Science of Happiness –  Dina Gohar (FULL)
This course will introduce you to the exciting field of positive psychology–the scientific study of positive experiences, traits, relationships, and the institutions and practices that facilitate their development. Although psychological science has traditionally concentrated on “fixing what is wrong” (e.g., treating depression, anxiety, and other disorders), positive psychology focuses on “cultivating what is right” (e.g., promoting happiness and flourishing) and what makes life worth living. What truly makes us happy? How can YOU feel happier and more satisfied in your life? As you will learn, core research findings suggest that happiness is inextricably linked to: 1) using your strengths and contributing to something bigger than yourself, 2) staying grateful and optimistic, and 3) cultivating strong social connections. You will not only learn about but also practice some research-based strategies to improve both your learning and your own happiness and life satisfaction this summer. Through lively lectures, seminar-style discussions, activities, and interactive technology (e.g., documentaries, TED talks, etc.), we will examine the major topics of concern in positive psychology–pleasure, engagement, and meaning in life, and a critical source of these experiences: interpersonal relationships–and explore its applications to your everyday life as teenagers. We may also have some time to cover student-selected topics related to happiness in our last week.

What Really Happens at Night in a Museum?: Multidisciplinary Approaches for Exploring Ecology and Evolution Randy Singer (FULL)
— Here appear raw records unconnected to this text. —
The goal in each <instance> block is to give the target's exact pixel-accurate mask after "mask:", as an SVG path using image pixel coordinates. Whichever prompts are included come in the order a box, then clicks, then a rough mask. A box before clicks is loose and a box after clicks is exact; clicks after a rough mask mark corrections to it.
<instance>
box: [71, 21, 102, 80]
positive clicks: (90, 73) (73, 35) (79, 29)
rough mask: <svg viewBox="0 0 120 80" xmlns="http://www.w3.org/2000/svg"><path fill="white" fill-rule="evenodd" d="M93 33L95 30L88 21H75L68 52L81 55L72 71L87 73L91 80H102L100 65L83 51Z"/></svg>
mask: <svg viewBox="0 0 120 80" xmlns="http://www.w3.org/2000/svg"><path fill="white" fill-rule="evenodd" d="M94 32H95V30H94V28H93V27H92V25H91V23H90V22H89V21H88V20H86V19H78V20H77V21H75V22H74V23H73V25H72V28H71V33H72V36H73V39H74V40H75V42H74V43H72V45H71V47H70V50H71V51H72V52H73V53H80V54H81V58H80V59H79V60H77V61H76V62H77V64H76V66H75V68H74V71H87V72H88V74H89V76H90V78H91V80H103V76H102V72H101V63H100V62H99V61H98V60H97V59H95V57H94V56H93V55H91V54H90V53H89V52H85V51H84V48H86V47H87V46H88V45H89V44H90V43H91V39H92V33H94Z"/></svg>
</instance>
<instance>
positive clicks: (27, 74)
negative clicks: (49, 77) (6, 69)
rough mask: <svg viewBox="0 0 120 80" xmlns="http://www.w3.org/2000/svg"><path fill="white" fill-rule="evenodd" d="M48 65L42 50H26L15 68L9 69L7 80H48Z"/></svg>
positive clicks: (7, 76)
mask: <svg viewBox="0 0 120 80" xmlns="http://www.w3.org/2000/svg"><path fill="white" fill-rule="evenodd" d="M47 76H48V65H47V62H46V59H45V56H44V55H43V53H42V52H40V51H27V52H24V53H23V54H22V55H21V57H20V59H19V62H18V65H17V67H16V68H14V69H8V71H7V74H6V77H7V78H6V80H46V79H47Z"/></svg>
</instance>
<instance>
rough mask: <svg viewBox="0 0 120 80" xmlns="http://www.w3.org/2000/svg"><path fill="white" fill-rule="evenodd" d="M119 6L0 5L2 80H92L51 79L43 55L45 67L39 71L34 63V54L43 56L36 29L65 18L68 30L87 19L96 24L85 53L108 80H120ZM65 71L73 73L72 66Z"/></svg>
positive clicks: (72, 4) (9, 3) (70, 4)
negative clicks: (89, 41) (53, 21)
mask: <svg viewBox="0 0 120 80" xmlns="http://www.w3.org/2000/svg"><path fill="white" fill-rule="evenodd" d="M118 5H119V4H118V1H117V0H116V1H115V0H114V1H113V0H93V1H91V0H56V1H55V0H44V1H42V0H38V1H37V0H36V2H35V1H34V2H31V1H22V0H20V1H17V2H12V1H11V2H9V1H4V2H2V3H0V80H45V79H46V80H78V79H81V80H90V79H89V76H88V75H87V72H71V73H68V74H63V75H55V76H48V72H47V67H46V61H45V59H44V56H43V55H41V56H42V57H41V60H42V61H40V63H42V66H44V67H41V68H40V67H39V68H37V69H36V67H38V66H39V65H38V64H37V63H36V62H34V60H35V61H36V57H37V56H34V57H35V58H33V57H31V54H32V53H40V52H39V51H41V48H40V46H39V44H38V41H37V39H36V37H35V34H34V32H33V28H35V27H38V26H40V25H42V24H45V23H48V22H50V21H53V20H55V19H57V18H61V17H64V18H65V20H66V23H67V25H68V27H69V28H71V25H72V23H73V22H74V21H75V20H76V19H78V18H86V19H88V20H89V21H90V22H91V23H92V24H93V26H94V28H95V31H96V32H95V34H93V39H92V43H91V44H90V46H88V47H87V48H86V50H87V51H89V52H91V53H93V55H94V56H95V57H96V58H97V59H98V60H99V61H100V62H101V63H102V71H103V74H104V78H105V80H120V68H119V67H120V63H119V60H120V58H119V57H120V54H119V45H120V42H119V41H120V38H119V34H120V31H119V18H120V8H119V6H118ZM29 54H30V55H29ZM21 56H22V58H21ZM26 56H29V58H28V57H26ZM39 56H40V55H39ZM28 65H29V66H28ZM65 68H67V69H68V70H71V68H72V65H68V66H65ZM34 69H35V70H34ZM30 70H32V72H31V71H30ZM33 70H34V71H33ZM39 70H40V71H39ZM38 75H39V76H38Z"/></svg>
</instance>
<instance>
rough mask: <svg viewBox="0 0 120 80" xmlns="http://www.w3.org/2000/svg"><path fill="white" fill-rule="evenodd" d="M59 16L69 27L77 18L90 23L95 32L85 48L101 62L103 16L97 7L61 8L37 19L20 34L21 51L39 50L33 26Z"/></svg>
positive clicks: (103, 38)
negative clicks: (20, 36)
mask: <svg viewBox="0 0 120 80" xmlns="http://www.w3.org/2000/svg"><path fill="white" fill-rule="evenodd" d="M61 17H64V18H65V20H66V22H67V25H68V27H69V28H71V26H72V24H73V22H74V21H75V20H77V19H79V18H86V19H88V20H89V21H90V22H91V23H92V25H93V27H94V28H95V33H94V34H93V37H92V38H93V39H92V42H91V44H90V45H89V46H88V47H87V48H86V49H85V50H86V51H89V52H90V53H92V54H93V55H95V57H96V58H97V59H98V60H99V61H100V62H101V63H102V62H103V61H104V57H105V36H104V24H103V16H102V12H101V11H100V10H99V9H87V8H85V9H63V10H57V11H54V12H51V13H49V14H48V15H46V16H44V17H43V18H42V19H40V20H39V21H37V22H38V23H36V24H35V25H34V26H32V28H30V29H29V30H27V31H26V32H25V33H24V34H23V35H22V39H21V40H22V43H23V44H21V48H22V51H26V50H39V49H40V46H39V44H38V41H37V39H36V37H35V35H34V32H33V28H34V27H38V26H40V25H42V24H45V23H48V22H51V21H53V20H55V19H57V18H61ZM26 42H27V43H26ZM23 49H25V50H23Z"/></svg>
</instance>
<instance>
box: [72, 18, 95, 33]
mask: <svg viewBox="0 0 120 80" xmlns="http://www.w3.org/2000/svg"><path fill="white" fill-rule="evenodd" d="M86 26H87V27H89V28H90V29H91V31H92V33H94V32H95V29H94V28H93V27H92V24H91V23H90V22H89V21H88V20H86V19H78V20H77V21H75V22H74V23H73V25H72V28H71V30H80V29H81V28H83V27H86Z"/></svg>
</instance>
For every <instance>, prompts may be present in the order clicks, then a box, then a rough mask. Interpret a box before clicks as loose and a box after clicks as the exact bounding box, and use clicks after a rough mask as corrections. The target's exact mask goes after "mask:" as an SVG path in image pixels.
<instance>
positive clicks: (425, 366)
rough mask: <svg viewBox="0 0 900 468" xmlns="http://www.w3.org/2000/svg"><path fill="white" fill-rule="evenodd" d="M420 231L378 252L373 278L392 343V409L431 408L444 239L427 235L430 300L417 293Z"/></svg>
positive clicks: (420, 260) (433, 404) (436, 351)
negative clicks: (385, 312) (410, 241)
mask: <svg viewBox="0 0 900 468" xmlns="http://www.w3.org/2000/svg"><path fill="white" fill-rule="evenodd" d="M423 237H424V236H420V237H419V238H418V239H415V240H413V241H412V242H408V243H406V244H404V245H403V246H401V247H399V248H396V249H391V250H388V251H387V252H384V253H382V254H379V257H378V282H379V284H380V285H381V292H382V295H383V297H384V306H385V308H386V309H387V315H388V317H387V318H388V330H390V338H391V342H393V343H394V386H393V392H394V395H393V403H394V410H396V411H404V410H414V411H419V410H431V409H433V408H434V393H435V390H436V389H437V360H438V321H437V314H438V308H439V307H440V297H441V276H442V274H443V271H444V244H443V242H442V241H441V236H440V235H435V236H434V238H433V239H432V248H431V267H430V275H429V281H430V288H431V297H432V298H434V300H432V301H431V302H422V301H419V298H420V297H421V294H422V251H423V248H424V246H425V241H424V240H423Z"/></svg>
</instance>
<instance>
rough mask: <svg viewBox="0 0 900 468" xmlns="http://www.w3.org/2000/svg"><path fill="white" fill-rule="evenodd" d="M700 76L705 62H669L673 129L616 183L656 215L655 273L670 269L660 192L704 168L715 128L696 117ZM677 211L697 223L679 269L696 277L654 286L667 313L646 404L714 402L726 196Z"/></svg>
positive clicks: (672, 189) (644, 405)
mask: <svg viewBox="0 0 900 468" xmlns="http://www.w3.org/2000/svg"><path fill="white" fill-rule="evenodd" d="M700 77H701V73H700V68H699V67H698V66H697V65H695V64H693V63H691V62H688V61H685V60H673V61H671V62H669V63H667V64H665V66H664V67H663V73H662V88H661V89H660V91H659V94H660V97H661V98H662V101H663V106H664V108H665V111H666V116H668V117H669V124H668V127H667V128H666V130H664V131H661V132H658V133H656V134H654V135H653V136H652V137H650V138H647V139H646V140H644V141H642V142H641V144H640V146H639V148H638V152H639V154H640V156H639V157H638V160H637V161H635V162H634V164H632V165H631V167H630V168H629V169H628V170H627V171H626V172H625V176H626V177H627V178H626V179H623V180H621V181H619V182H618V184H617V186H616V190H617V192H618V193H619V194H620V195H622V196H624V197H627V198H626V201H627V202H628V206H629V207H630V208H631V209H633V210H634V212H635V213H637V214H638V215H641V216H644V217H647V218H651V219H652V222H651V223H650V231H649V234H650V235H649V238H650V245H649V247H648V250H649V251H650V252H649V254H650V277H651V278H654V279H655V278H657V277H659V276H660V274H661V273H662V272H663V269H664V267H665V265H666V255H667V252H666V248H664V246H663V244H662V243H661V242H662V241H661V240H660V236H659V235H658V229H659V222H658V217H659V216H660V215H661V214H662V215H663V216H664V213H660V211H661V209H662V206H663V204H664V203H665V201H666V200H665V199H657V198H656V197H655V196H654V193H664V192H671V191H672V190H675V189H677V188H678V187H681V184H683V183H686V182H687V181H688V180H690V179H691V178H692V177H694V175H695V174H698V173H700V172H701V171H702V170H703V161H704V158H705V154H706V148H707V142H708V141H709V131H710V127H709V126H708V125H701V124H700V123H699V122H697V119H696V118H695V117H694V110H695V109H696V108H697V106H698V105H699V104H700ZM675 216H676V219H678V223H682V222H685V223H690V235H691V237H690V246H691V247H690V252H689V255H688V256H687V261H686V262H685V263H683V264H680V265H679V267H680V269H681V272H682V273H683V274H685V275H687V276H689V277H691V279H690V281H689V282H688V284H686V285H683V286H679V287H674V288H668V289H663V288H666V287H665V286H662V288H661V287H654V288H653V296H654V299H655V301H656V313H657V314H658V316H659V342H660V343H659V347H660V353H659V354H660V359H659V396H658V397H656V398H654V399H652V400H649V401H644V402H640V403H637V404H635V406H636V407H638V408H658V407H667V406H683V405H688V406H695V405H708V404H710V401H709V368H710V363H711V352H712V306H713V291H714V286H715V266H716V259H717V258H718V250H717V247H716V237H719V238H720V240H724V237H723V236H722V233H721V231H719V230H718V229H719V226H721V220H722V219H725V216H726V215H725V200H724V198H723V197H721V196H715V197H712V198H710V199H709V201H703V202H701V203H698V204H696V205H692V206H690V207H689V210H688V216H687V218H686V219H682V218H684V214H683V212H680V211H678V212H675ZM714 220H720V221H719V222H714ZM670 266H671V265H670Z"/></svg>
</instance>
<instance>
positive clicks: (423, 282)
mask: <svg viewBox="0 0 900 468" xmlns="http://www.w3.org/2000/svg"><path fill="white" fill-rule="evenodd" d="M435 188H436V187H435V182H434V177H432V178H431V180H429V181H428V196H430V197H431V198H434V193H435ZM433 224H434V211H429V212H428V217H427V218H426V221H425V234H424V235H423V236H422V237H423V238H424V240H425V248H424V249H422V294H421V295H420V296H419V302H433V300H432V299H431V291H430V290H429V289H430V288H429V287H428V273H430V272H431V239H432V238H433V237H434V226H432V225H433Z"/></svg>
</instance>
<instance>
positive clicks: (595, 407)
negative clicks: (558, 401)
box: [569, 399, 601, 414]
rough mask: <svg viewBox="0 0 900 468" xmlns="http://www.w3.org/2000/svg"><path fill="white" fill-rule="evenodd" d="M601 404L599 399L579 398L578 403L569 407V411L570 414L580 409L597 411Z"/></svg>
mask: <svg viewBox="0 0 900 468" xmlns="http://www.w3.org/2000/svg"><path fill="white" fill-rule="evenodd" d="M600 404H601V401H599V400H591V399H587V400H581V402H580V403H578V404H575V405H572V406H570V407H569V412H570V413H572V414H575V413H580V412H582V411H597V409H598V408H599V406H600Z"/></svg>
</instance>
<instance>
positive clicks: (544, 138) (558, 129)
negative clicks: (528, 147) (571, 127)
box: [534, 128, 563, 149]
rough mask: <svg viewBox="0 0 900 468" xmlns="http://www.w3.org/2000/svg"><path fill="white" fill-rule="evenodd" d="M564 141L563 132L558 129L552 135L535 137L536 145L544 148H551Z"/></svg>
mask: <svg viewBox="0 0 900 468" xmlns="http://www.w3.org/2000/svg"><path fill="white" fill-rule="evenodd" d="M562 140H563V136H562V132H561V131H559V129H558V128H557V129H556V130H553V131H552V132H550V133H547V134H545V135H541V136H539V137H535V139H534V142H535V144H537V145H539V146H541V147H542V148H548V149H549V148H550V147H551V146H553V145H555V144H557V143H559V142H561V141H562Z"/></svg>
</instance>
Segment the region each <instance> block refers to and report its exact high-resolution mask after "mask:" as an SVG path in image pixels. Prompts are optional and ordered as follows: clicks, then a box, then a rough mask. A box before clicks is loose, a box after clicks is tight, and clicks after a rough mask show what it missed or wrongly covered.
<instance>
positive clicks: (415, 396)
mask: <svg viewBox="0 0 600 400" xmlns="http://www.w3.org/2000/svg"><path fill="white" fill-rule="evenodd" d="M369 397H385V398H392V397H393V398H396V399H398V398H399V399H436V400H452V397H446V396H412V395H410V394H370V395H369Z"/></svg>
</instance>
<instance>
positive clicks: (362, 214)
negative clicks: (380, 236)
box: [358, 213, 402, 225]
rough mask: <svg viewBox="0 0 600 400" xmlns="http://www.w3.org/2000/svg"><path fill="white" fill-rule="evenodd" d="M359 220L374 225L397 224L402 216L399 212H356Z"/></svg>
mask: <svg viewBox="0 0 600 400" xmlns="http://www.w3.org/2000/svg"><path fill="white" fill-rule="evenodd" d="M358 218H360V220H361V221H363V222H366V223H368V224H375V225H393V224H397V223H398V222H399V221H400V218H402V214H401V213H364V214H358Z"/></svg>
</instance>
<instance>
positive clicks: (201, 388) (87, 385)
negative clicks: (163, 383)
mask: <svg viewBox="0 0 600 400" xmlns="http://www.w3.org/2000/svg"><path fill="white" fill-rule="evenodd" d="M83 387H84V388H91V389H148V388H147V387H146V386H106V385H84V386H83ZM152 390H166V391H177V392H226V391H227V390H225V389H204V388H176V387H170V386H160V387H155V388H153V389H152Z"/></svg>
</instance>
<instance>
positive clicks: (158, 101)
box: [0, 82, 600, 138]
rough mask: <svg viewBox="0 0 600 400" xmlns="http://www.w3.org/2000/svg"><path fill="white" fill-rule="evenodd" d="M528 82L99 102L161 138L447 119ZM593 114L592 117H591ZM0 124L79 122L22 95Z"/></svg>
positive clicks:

Everything we know about our planet has been learned from the collection of biological research specimens. Anytime a new species is discovered, a new behavior is witnessed, or an ecosystem is explored all the data are documented and stored in a museum. Not the type of museum you might be thinking about, but rather a research museum collection. When you visit a natural history museum you are typically only seeing about 1% of what the museum actually has stored away in cabinets, jars and on sheets of paper. These specimens and data are stored for use by researchers to ask and answer almost any type of question. When all the data from all the specimens in every collection across the world are combined we form an irreplaceable network of data that can only be compared to a time machine. Want to go back to the age of dinosaurs and see what they are eating? Want to see how primates communicate with one another? Want to explore the farthest reaches of the ocean, but you don’t have a submarine? Museums can do this and more! Come on an adventure between the shelves, on the pages and in the digital realm of natural history collections and learn about how we can explore our planet and protect its future through the use of museum specimens!